After seeing the northern lights for the first time in Whitley Bay five years ago, Mr Robinson moved to Finland to work for holiday company the Aurora Zone.
From there the 34-year-old took astronomy jobs in Chile and the Maldives.
Working in an open-air restaurant in the Maldives, he would point out stars to celebrity guests, including Coldplay’s Martin, actress Gwyneth Paltrow and WWE wrestler Randy Orton.
“They would dine and I’d show them galaxies, planets, tell them about the constellations,” Mr Robinson said.
“It was amazing, it didn’t matter how big a ‘star’ they were, they all absolutely loved it.”
He also met his Swedish girlfriend Jacqueline at the restaurant and they now live in Norway.
The pair moved there in December to start a content-creation business, making films and advertisements, until their plans were stalled by the coronavirus outbreak.
However, the pandemic restrictions have given them plenty of time to chase the aurora borealis.

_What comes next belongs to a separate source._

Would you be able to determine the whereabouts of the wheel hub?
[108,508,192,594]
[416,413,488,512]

“The amazing thing is, you never know what you’re going to get – it could be quite uneventful or totally unforgettable,” Mr Robinson said.
“The feeling you get when seeing the northern lights pulsing, flowing, and dancing above your head is like a spiritual rush.
“As humans, we see the sky above us and also space as difficult to reach, so therefore a place of wonder.
“To then see these lights then flowing across like rivers of light really does make you want to worship it, I’m not religious… but if I were, my god would be the aurora borealis.”
The aurora is a natural display of light caused by interactions between the Earth’s magnetic field, molecules in the atmosphere and the solar wind. It can be seen around the poles, with the Southern Hemisphere version called aurora australis.
“(The solar wind) is a steady stream of particles with is thrown out by the sun constantly,” Mr Robinson added.
“It’s these particles that cause the northern lights when they connect with oxygen and nitrogen molecules in the Earth’s atmosphere.”
Thought usually visible only in the far north or south, Mr Robinson said the aurora has been on show in the past few days in north-east England due to an increase in the speed of the solar wind.